In March, it was found that commercial bank credit loans surged by 1 trillion won.
Credit loans, which had declined slightly last month, increased again this month, in addition to the financial authorities’ notice of super-strong loan regulations coming out in the middle of this month, as well as the analysis that some demand for `debt investment (investing in debt)` was added during the recent stock market adjustment period. The recent rise in bond rates in the money market and this is expected to lead to a rise in loan rates again, making a warning sound about an increase in household debt, which is noteworthy.
According to the financial sector on the 9th, the credit balance of the five major banks, including KB Kookmin, Shinhan, Hana, Woori, and NH Nonghyup, was estimated at 13.6 trillion 2009 billion won as of the 5th. Compared to the end of February (135 trillion 1683 billion won), it increased 1.326 trillion won in just 4 business days. Commercial bank credit loans, which have been on the rise since the second half of last year, declined slightly compared to the previous month in February, and then surged again in March.
These five major banks’ new negative bankbooks are also being opened more than 2,100 per day following last month. In Bank A, the number of accounts opening negative bankbooks increased from 283 on the 2nd to 306 on the 5th.
It is analyzed that the increase in bank credit loans is a phenomenon caused by the rush of demand to receive loans ahead of the financial authorities’ announcement of a household debt management plan in the middle of this month. The Financial Services Commission announced that it will change the current regulation on the total debt principal repayment ratio (DSR) by financial institution to each borrower (individual).

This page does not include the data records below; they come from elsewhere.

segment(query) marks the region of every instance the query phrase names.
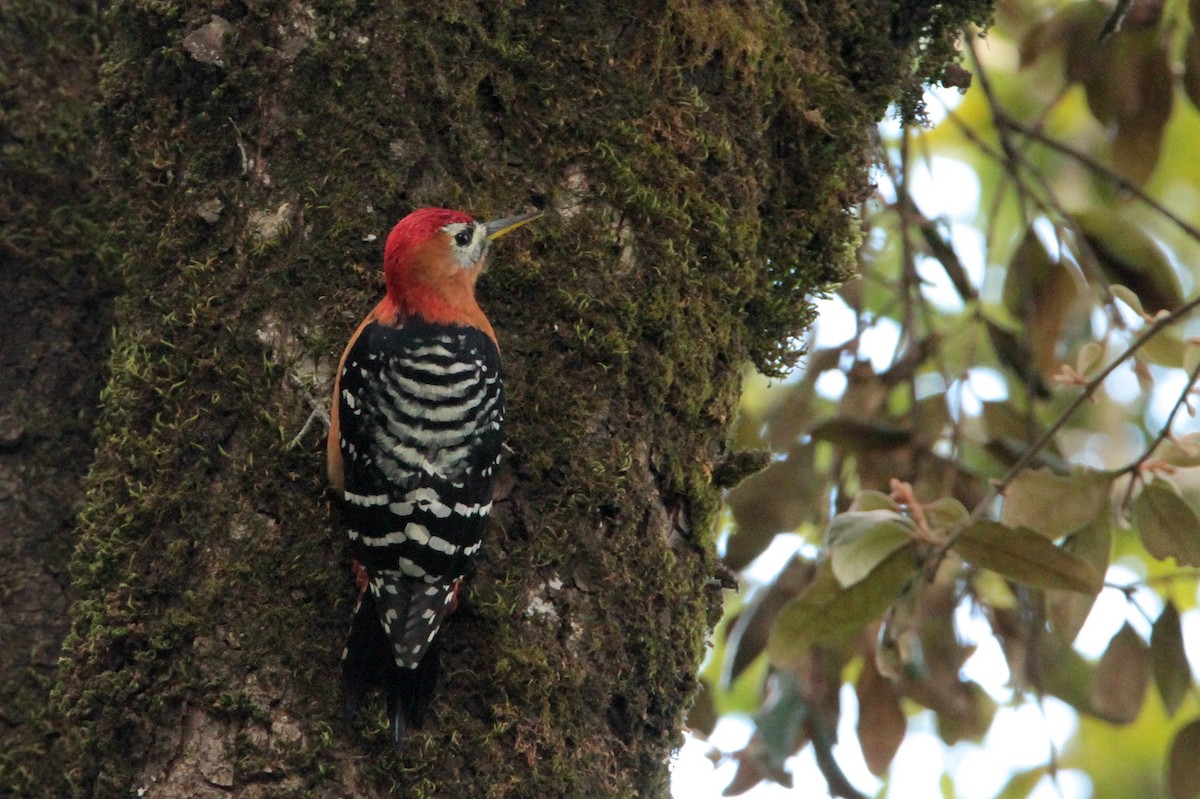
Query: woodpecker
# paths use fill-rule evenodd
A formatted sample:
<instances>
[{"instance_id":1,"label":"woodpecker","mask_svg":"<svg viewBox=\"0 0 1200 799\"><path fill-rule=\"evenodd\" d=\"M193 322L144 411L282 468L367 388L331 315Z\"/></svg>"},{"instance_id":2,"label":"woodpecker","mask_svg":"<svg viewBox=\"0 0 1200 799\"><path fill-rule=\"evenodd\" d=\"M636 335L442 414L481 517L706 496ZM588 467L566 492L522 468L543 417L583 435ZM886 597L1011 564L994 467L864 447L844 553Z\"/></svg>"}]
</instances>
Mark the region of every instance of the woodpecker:
<instances>
[{"instance_id":1,"label":"woodpecker","mask_svg":"<svg viewBox=\"0 0 1200 799\"><path fill-rule=\"evenodd\" d=\"M382 687L397 747L421 725L434 639L479 551L500 461L500 349L475 283L491 241L539 216L479 223L422 208L401 219L384 248L386 293L338 364L326 459L358 584L346 710Z\"/></svg>"}]
</instances>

If 40% of the DSR is applied to each borrower, the personal credit limit is reduced. In addition, for large credit loans, the company also announced the mandatory amortization of principal.
Earlier in November of last year, the financial authorities announced a 40% DSR regulation on credit loans exceeding 100 million won for high income earners with an annual income of over 80 million won. It has soared.
Some say credit loans are on the rise due to the longevity caused by the prolonged COVID-19 outbreak, and some say that tightening regulations saying that they will prevent debt will come as a burden to the common people. In particular, the interest burden is increasing as the interest rate on credit loans is on the rise due to the recent inflation pressure and the rise in market interest rates.
According to the Bank of Korea, the average credit loan interest rate based on the amount of new domestic banks handled was 2.92% at the end of July of last year, exceeding 3% to 3.01% in November of the same year, and rose to 3.46% in January of this year. As a result, those who took bank loans and invested in stocks are seeing snowball losses. An official from the financial sector said, “People who are trying to get a loan due to life hardships are anxious that they will not be able to receive loans due to household loan regulations, and some are worried about higher interest rates and falling stock returns. In addition to the increased interest burden, there is also growing concern that the stock market may suffer from a’double high’.